Learn from HPC How to Model ML Performance Beyond FLOPS, Params, MACS, or TOPS
Learn from HPC How to Model ML Performance Beyond FLOPS, Params, MACS, or TOPS
You’ve invented a brand new model architecture and you want to show it’s the fastest architecture on the block.
Do you evaluate performance using FLOPS? MACS? Param counts? TOPS?
It turns out none of these by themselves sufficiently model performance, but fortunately the HPC community has solved this problem with a robust performance model for parallel processing!
This basic equation models total time as the sum of communication time (from network, disk, memory, cache, and register movement) and computation time (arithmetic operations):
\[total\_time = communication\_time + computation\_time\]In the case of a neural network we can model as:
\[communication\_overhead = n\_params * param\_size + data\_between\_layers\] \[communication\_time \approx \dfrac{communication\_overhead}{memory\_bandwidth}\] \[computation\_overhead = n\_ops\] \[computation\_time \approx \dfrac{computation\_overhead}{ops\_throughput}\]Data sent between layers is the sum of the tensor volume for each layer output in a network multiplied by the element size. In some cases the volume is the number of activations, but not all data transferred is due to an activation (e.g. a residual connection, concat operation, unfused bias add, projection operations, etc).
What this means is that the total time for a network is a function of memory bandwidth and arithmetic throughput. Estimating total time (inference latency) depends on a weighting between communication time and computation time. The exact weighting varies based on memory_bandwidth
and ops_throughput
of the accelerator architecture and can be derived either from first principles or estimated based on observations.
All major neural network accelerators have seen huge leaps in ops_throughput
in recent years, making computation time relatively small. Focusing on reducing communication time with networks is more important now than ever. In neural networks this means reducing network weights and the volume of tensor data sent between layers. This can occur with mechanisms like layer fusion and batch norm folding, but also applies to low arithmetic intensity layers in general.

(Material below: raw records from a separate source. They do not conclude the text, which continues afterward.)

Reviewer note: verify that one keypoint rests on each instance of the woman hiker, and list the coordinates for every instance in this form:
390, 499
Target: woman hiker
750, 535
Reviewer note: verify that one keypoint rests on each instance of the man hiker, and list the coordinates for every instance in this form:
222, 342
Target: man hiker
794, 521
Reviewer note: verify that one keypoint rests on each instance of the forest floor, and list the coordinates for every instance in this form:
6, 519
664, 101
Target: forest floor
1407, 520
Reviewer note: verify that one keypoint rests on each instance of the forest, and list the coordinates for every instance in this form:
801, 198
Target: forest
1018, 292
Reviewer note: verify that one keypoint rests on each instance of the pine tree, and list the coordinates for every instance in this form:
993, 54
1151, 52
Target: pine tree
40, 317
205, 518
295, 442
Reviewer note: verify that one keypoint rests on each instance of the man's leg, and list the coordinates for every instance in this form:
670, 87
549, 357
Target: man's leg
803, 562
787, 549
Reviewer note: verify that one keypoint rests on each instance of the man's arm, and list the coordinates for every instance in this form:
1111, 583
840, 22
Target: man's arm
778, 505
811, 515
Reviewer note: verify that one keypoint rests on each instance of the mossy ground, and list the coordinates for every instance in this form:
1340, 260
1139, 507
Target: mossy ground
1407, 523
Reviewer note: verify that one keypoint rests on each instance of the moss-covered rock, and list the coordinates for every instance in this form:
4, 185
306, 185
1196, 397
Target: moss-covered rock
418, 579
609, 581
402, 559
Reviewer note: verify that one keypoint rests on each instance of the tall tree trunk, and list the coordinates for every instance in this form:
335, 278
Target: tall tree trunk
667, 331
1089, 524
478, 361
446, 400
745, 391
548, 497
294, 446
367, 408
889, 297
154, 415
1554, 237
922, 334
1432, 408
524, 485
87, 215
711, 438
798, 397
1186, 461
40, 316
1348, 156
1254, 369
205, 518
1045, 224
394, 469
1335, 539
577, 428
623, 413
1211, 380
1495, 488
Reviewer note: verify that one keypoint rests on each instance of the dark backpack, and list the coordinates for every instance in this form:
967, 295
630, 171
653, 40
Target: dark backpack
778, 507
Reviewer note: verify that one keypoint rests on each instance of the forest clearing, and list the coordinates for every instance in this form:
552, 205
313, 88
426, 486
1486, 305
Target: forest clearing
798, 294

For tiny microprocessors and CPUs compute time can still be a bottleneck. We were faced with compute bottlenecks with the type of small DSPs we were using at Whisper.ai. This HPC inspired performance model combining communication time and computation time is flexible enough to describe accelerator bottlenecks both for big GPUs and TPUs or tiny CPUs and DSPs.
Limitations
Like any model, this performance model can be wrong in some cases. For example in TensorFlow Lite if an op isn’t implemented by an accelerator, you could in some cases actually have that layer run on a completely different processor and incur poor ops_throughput
and even more communication time.
I started my career working in a computational neuroscience lab with spiking neural networks that effectively have 1-bit activations. 1-bit activations minimize compute and communication. Unfortunately the reality of communication within a chip means sending 1-bit of information is fairly inefficient. We may need a new performance model one day 🤓
Accelerator-Oblivious Network Architectures
Exploration of performance models like these could lead us to model architectures that are both thrifty with compute and communication time.
Today the trend seems to be kicking off a NAS for each accelerator architecture you want to use - how brutish!
Perhaps instead one day we will see network architectures with high arithmetic intensity good for many accelerators, in the limit becoming “accelerator-oblivious” (in reference to “Cache-oblivious” programming).
In the meantime, start reporting communication and computation overheads:
\[communication\_overhead = n\_params * param\_size + data\_between\_layers\] \[computation\_overhead = n\_ops\]From these numbers, anyone can plug in their own constants for ops_throughput
and memory_throughput
to estimate inference latency and pick what architecture makes sense for a given accelerator.